Claim the New State Pension or risk late payment

If you do not claim the New State Pension you risk late payment
April 13, 2016

From 6 April, the New State Pension replaces the current two-tier system of the Basic State Pension and the State Second Pension. The New State Pension will start at a level of £155.65 a week for anyone retiring after this date.

However, more than half of those retiring in the first few years will actually get less. "If someone is entitled to a higher amount under the current system, this benefit will be honoured," says Tom McPhail, head of retirement policy at Hargreaves Lansdown. "However, for those who have been contracted out there will be potentially significant reductions to their state pension entitlement to reflect this."

But people who have been contracted out and are still a number of years away from retirement will have the opportunity to rebuild their state pension entitlement through the payment of further National Insurance contributions between now and retirement.

Meanwhile, the transition period means those approaching retirement age should take careful note of the application process for the New State Pension, as you won't normally get it automatically.
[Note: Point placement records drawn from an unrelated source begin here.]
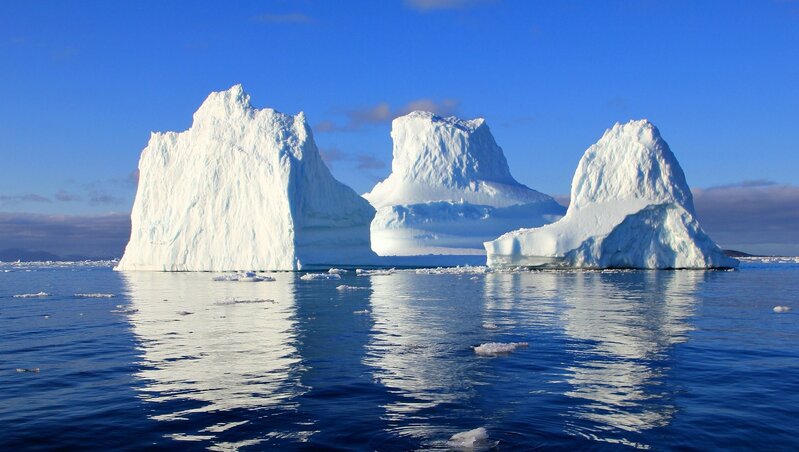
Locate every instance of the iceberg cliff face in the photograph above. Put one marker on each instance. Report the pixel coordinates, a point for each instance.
(450, 189)
(242, 189)
(631, 207)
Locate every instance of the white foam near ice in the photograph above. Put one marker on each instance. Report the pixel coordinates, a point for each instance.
(498, 348)
(32, 295)
(320, 276)
(345, 287)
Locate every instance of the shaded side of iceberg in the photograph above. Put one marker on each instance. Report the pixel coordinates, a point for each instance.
(450, 190)
(631, 208)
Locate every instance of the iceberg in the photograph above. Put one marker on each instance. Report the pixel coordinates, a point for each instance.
(242, 189)
(450, 189)
(631, 207)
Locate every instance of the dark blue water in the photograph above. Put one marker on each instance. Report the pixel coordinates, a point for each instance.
(662, 360)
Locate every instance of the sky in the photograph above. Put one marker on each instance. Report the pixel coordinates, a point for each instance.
(84, 83)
Rather you have to claim it.

The government should send you a letter four months before the State Pension age telling you what to do. If you haven't heard by three months before your State Pensions age, you need to contact the government at 0800 731 7898 or www.gov.uk/claim-state-pension-online.

"This is a problem as many people, particularly women, won't know their State Pension age," says Kate Smith, head of pensions at Aegon. "People won't necessarily realise they haven't got the four-month letter, so risk their State pension being paid late."

The State Pension age for women currently changes every month as it is moving to 65 by November 2018, in line with the State Pension age for men. It will then increase in steps to age 66 for both genders by 2020.